I used to monitor my investments on a daily basis. Being a micro-manager of my money backfired as I began to second guess many of my investments in the stock market. I wasted too much of my time following stocks and not enough time working to earn reliable income. A few years ago, I decided to take a more hands-off approach to my investing. Since then, I watched as my 401(k) recovered. My emergency savings account grew larger while the balance on my mortgage shrunk. My net worth increased after I had struggled with negative net worth and debt for decades.
Forgetting about a DRIP
I lost more than $25,000 by purchasing speculative stocks that dropped quickly in value. In many cases, I prematurely sold stocks that went on to double or triple just weeks after I hit the "sell" button. More than 10 years ago, I purchased a dividend reinvestment plan or DRIP that I forgot about. I finally opened some old mail that I had put aside only to find the DRIP from a decade ago had given me a 75 percent return. I've found I make more money by picking my investments and then ignoring them. Since the "buy-and-hold" strategy can still be risky with individual stocks, I practice it with exchange-traded and mutual funds.
Paying myself first
I spent years paying myself last because I'd only save after paying all of my bills.
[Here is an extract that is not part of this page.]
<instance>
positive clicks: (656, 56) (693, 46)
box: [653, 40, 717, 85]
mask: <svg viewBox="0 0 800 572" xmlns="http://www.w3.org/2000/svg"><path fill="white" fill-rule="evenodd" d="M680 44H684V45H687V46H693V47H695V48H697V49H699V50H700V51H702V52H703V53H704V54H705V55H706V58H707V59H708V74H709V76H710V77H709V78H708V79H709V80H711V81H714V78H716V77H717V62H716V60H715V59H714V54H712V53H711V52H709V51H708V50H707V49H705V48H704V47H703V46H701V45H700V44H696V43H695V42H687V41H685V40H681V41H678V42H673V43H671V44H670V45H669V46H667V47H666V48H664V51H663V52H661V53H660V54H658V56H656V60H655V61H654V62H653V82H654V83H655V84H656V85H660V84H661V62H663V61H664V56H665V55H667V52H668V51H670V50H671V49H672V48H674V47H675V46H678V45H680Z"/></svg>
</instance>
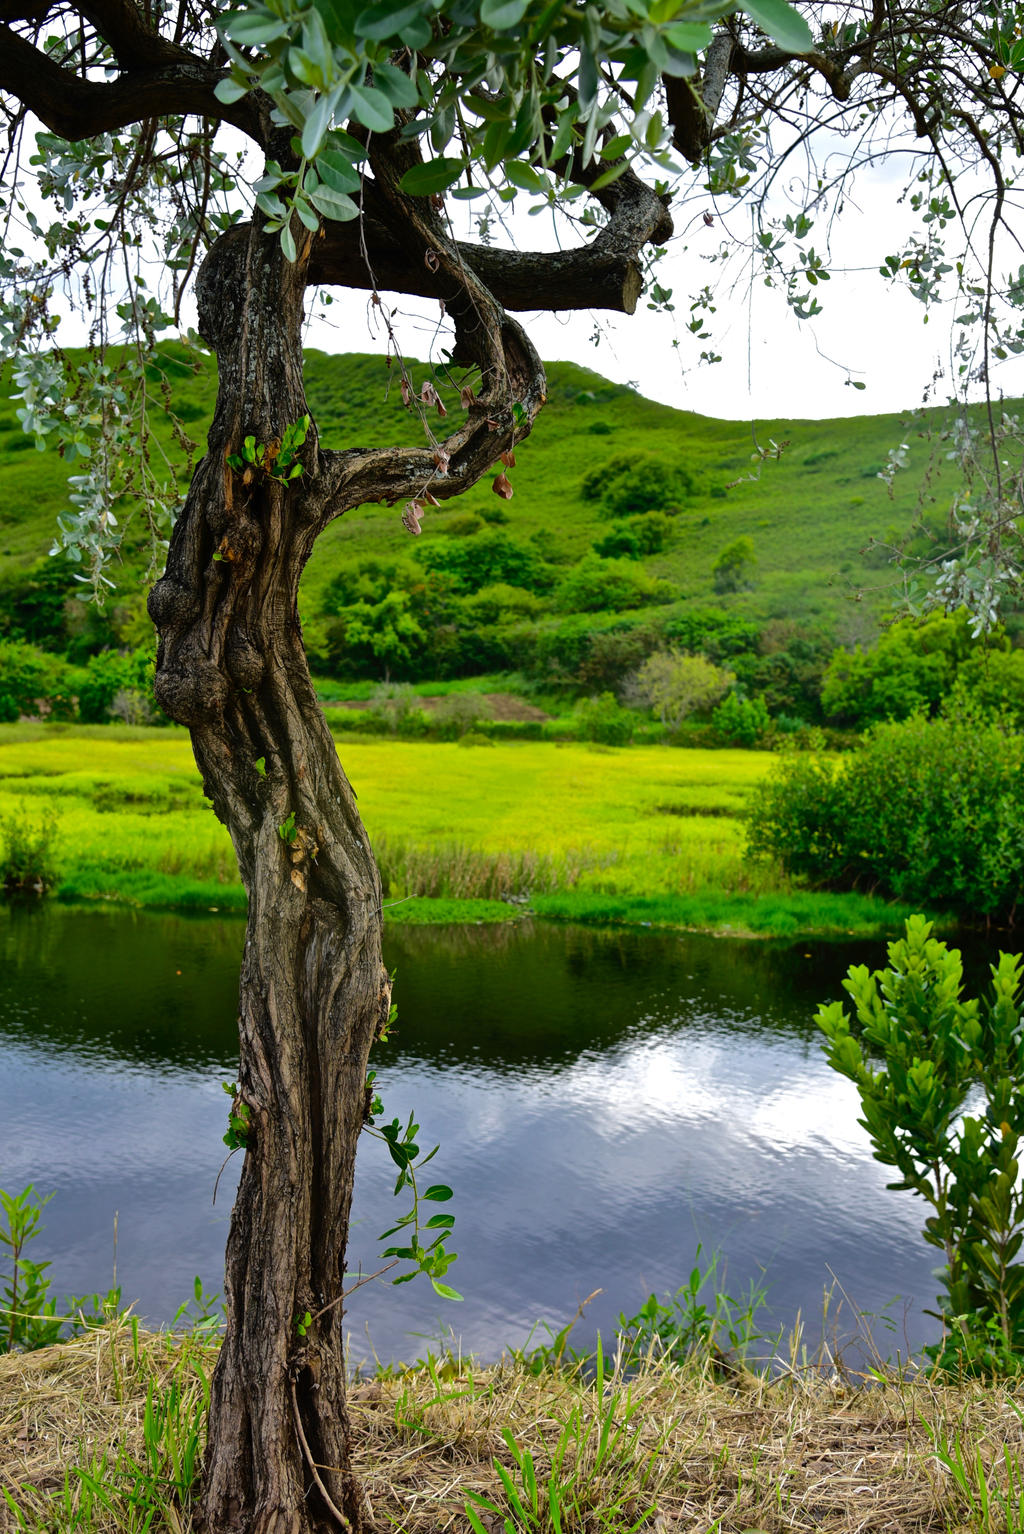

A few years ago, I set it up so 6 percent of my paycheck would be automatically diverted to my 401(k). I had 4 percent of my paycheck funneled into a savings account for emergencies. I also set up automatic transfers from my checking to my savings account that correlated with specific savings goals. My online banking site had a calculator that figured out how much I needed to save to meet my savings goals by a target date.
Pretending to be broke
Another way I build wealth is by ignoring the money I receive as pay raises and bonuses. I think of the extra money as temporary employees who are going to work for me. When I receive a 3 percent pay raise, I immediately change the percentage that I'm saving for retirement and other goals. I use unexpected windfalls to pay down my car loan and mortgage. I figure my investment money is working for me because of compound interest, but it's also working when I pay down debt by saving me on interest charges.
Whenever I'm tempted to get too involved with my investments, I play a virtual stock market game. I leave my real investments alone so they can grow without my interference. Although it's disappointing when my pretend investments experience double digit gains in just a few days, my losses "on paper" keep me grounded in reality. I only check my retirement accounts about four times a year. As long as I ignore the doom-and-gloom financial articles, I feel as though I'll do just fine.